Privileged communications

The decision is significant for disputes and reassures businesses they can obtain legal advice on sensitive matters without worrying about confidentiality. The principle of ‘legal professional privilege’ in a client’s communications with their lawyers led the Law Society of England and Wales to intervene in the case of The Serious Fraud Office v Eurasian Natural Resources Corporation Ltd (SFO v ENRC).

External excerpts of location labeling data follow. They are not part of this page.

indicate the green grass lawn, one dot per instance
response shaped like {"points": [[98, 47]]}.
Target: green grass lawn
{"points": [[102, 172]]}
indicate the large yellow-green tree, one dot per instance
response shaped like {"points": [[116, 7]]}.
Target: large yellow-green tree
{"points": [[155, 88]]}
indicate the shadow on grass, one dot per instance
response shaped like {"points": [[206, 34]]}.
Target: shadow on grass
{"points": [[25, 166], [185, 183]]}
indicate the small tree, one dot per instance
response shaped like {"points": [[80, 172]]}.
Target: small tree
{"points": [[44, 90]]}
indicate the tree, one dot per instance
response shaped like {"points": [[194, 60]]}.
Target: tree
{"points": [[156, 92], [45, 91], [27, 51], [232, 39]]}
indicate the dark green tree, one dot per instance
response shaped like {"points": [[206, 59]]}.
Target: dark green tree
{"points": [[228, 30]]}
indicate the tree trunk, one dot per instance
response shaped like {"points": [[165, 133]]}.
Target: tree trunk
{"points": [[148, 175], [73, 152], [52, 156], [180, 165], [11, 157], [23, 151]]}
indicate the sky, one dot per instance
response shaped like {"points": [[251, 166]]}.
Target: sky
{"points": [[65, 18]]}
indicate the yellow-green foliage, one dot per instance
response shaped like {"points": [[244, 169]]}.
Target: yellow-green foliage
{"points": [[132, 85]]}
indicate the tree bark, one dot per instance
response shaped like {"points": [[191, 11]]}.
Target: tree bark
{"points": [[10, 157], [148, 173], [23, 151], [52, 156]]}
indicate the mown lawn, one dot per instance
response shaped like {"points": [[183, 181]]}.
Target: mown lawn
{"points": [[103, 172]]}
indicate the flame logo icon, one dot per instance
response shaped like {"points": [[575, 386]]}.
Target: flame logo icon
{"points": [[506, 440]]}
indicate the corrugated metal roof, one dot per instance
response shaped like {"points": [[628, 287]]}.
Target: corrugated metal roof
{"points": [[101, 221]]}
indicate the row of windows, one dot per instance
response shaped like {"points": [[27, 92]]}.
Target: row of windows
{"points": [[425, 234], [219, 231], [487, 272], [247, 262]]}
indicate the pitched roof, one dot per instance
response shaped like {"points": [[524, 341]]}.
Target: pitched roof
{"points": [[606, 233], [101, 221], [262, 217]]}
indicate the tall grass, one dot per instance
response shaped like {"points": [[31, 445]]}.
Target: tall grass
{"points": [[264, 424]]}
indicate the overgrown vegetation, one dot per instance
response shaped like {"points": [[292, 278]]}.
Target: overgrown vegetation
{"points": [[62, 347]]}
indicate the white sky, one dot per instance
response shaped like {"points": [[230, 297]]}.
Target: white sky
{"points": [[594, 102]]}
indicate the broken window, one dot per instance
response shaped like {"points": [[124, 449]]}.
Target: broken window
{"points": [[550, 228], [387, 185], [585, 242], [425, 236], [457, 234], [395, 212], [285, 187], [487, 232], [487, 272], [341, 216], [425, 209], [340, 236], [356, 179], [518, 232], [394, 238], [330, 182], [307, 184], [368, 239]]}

Law Society president Christina Blacklaws said, ‘maintaining confidentiality and trust between a client and their legal adviser is fundamental to our legal system,’ adding ‘as a result of this ruling an individual or organisation facing criminal prosecution can be far more confident that discussions with their solicitors will remain confidential.’ Ms Blacklaws explained, ‘if the High Court ruling had been upheld, any organisation facing a prosecution, not just multinationals, but charities, newspapers, small businesses or local authorities, could have to turn over private communications with their lawyers.

Historic ruling

Hogan Lovells was instructed to represent ENRC following the first instance decision, and successfully argued that documents prepared during an internal investigation are protected by litigation privilege. Michael Roberts, Partner at Hogan Lovells representing ENRC commented ‘this historic ruling by the Court of Appeal is significant not just for ENRC but for any company faced with undertaking an internal investigation in response to a whistleblower or other allegation of wrongdoing. It is critical that companies are not penalised for acting responsibly, and are able to instruct lawyers to conduct investigations without fear that the authorities will later be able to demand all of the lawyers' work product.  Following this ruling, it will remain for the company to decide whether, and to what extent, it is prepared to waive privilege.’